Griffins Rugby
- Full name: Griffins Rugby
- Founded: 2008
- Location: Allen, Texas, United States.
- Ground: Celebration Park
- Chairman: Phil Camm

Official website
- www.griffinsrugby.com

= Griffins Rugby =

Dallas Griffins Rugby, formerly Frisco Griffins, is a rugby union team based in Allen, Texas, United States, founded in 2008 by Phil Camm and Jeff Walton. Dallas competed in USA Rugby's first tier amateur competition, Red River Conference D1, and was a member of Major League Rugby at its foundation. The organization was later sold to a new ownership group and rebranded as the Dallas Jackals in preparation for the start of Major League Rugby.

==History==

The Frisco Griffins, formed in 2008, initially played out of Dr. Pink Field in Frisco, Texas, within the Dallas-Fort Worth metroplex.

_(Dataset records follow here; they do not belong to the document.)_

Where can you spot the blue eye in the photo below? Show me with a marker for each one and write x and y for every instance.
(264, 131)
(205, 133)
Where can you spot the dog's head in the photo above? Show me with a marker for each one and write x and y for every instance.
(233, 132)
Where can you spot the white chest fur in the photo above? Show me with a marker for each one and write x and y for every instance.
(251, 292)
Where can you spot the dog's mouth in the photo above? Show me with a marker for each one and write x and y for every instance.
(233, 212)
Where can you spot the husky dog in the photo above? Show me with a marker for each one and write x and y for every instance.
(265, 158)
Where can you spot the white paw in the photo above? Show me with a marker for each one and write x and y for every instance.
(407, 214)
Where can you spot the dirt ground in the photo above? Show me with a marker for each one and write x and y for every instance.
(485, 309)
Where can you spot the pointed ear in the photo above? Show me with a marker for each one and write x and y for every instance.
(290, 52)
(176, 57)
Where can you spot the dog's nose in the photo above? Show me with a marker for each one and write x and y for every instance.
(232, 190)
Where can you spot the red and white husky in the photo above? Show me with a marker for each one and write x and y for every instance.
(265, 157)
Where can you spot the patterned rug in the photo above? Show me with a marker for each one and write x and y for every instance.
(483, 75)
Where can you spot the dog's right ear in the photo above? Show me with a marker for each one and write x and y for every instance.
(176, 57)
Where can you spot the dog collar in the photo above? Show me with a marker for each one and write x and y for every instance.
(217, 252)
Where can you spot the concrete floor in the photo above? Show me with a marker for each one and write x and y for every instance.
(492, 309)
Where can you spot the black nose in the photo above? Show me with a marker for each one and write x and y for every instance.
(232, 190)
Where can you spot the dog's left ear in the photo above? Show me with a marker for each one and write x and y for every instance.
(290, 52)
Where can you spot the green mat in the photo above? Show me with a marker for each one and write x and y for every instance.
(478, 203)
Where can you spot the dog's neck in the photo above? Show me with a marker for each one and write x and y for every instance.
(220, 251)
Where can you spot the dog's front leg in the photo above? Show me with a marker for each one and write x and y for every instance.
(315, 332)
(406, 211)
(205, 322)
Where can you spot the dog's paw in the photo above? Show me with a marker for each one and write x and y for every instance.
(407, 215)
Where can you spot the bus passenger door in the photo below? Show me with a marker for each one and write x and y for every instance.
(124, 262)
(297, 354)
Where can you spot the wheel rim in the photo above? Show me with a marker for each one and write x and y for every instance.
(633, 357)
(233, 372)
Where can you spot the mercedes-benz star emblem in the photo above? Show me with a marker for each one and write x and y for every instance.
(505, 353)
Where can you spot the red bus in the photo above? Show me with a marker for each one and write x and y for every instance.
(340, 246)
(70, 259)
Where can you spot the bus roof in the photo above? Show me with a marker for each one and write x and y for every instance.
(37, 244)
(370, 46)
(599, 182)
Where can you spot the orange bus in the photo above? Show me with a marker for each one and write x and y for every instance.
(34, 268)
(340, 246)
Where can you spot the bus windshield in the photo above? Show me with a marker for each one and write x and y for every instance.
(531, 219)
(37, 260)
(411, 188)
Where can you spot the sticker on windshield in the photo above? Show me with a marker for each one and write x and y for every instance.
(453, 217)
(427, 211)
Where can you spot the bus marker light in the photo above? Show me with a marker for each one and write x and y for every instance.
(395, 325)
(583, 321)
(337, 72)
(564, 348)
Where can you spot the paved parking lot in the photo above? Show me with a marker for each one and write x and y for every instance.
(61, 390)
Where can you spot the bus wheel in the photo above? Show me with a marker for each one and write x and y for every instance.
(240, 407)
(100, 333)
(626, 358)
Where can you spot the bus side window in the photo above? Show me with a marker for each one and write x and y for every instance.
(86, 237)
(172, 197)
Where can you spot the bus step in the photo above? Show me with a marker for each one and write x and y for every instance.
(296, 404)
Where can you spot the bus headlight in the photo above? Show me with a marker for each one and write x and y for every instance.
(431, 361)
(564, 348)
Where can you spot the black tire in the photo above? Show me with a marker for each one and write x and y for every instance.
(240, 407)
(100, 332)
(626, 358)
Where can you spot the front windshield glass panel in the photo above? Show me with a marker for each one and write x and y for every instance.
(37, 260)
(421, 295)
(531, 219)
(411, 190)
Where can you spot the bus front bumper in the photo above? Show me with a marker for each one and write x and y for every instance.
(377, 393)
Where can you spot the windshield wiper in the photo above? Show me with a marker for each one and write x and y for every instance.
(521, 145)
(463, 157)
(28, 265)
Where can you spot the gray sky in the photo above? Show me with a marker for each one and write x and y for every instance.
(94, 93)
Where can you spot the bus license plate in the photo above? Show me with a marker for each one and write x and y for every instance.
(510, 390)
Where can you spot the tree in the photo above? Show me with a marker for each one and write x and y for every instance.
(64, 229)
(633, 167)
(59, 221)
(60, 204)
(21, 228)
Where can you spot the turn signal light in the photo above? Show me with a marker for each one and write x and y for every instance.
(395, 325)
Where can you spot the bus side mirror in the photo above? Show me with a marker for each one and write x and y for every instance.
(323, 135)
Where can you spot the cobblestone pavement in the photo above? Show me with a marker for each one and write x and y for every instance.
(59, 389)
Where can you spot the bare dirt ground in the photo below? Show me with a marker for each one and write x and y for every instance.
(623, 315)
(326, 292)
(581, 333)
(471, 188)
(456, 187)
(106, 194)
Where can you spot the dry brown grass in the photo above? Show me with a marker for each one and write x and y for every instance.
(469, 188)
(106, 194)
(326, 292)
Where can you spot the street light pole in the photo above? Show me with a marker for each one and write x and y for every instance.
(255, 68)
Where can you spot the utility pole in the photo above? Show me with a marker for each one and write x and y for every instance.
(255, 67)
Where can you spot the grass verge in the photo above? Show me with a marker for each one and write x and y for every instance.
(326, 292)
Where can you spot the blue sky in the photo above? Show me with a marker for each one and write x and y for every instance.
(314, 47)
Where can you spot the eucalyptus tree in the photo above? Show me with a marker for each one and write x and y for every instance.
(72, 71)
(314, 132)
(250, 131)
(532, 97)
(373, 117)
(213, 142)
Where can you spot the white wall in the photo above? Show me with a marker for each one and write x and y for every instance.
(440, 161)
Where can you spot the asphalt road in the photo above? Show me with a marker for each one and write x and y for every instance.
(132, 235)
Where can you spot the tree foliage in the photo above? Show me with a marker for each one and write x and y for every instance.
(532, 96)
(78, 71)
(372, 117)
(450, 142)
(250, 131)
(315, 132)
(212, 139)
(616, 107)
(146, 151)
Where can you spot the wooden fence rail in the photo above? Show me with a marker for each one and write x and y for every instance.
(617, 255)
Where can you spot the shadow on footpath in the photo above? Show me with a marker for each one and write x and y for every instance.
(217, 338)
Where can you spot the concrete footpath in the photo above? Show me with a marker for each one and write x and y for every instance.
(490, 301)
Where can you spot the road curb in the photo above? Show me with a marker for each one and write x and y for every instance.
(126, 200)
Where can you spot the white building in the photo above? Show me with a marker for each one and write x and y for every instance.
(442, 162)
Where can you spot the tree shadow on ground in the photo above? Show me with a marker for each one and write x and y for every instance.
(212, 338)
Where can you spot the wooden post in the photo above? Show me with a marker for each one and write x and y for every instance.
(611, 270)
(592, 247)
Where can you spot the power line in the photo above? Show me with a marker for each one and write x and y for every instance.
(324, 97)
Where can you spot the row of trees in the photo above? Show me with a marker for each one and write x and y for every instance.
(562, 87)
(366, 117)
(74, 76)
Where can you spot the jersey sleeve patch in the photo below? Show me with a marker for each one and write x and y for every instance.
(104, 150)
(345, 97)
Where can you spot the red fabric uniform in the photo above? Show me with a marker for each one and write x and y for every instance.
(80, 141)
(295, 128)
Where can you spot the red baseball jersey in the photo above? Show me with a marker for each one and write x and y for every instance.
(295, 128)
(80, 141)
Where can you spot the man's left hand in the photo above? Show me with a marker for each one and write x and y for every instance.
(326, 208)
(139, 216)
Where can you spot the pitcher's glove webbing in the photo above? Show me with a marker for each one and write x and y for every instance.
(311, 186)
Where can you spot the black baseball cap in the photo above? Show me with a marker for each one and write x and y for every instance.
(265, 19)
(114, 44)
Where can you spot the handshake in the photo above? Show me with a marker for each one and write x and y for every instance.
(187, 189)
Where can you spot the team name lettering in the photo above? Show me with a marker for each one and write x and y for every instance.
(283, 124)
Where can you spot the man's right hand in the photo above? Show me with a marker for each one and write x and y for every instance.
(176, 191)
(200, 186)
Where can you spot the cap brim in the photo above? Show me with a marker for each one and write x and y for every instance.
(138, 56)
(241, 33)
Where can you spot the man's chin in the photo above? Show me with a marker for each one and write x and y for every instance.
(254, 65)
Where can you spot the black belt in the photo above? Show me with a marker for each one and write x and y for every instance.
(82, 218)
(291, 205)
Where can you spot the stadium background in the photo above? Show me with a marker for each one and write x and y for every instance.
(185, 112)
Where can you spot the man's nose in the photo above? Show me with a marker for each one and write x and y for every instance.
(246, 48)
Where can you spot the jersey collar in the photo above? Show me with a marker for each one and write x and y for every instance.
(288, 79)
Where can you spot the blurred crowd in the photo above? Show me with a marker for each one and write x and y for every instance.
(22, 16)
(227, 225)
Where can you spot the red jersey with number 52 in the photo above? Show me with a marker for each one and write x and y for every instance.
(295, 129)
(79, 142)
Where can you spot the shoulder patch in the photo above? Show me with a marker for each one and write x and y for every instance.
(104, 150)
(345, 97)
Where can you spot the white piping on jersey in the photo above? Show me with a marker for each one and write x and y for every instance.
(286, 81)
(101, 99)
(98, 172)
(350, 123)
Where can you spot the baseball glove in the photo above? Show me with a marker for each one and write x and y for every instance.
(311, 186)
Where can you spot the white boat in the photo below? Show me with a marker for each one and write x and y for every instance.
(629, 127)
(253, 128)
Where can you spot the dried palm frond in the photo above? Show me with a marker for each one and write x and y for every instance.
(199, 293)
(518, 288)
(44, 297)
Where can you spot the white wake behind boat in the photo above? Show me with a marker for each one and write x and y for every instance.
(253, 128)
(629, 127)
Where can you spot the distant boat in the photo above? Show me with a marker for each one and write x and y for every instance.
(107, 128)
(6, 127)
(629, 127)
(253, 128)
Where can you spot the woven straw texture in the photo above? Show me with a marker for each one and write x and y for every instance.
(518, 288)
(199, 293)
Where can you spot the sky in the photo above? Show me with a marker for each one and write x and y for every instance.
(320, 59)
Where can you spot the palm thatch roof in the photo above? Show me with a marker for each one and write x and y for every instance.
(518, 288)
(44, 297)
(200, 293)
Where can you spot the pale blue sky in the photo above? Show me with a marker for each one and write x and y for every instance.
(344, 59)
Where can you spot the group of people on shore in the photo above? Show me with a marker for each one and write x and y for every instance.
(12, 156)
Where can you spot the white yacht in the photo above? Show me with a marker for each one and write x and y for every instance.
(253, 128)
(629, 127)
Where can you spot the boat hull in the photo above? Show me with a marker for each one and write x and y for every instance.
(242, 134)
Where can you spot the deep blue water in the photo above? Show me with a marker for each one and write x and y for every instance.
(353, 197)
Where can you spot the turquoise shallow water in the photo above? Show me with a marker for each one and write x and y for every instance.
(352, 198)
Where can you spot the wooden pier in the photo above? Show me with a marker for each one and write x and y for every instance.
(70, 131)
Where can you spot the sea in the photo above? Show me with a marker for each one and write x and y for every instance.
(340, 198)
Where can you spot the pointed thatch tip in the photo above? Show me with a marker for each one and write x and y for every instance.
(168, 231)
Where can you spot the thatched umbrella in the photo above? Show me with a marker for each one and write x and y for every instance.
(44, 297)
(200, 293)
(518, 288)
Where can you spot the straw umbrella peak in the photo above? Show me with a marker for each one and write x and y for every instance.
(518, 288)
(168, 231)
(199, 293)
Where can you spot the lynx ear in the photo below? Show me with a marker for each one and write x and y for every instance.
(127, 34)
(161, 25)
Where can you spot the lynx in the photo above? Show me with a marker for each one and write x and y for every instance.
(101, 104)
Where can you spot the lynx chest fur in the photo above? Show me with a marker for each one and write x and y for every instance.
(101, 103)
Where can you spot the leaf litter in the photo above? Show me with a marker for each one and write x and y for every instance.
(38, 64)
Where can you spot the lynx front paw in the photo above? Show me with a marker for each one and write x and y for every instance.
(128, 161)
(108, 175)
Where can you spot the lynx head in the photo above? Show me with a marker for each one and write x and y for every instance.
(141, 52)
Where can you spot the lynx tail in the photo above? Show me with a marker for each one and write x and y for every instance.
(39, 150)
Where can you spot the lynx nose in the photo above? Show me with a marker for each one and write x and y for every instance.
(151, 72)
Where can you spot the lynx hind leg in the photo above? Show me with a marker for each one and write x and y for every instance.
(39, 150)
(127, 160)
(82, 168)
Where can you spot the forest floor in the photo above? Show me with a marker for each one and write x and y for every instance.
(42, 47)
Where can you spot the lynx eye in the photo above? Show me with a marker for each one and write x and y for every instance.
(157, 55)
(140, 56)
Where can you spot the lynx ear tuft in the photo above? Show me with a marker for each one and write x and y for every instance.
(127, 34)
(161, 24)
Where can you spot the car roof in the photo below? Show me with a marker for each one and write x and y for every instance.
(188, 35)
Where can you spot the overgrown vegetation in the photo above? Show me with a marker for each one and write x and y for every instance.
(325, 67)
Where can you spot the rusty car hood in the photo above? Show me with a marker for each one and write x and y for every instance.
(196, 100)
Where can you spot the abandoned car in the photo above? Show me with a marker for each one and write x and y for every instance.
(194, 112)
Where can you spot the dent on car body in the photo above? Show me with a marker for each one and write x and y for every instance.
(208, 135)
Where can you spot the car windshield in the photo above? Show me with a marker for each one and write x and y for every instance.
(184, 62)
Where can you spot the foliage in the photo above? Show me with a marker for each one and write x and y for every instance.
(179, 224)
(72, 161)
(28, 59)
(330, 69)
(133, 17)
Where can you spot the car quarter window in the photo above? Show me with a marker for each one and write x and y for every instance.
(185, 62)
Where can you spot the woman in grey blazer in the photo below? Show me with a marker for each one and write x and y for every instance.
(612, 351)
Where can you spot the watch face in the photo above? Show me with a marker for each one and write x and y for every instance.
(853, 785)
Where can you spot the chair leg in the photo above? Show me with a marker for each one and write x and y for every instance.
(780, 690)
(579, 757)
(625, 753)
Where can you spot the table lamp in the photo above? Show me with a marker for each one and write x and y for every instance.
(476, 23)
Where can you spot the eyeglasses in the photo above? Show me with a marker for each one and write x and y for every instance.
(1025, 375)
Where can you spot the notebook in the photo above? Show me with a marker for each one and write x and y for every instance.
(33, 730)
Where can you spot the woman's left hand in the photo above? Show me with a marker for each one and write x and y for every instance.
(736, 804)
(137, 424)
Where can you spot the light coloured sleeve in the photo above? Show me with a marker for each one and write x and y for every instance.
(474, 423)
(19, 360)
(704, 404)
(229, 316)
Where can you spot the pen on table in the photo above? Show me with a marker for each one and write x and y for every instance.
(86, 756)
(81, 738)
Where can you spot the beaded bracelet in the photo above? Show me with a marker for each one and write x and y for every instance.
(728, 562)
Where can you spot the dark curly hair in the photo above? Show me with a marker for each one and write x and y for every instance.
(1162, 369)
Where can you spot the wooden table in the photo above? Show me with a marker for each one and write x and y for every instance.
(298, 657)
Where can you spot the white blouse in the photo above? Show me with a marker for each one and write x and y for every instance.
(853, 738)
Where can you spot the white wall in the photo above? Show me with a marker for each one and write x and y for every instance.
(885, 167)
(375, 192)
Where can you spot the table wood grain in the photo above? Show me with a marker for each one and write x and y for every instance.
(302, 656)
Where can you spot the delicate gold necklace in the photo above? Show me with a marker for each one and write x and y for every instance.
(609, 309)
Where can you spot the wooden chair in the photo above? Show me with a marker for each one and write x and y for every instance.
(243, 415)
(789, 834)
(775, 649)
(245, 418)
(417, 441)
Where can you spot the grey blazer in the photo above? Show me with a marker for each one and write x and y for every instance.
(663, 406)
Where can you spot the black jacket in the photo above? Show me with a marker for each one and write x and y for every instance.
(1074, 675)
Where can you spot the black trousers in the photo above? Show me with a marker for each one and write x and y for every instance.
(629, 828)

In May 2017, Dallas was one of the original nine members of Major League Rugby at the announcement of the creation of the new competition and has remained a non-playing member. The Griffins signed former Bath Rugby head coach Mike Ford the following month, but elected to push back their involvement until a later date. In June 2020, MLR announced that a group led by Dallas Mavericks’ GM Donnie Nelson and Neil Leibman of the Texas Ranger would be rebranding as the Dallas Jackals and representing Dallas in the league.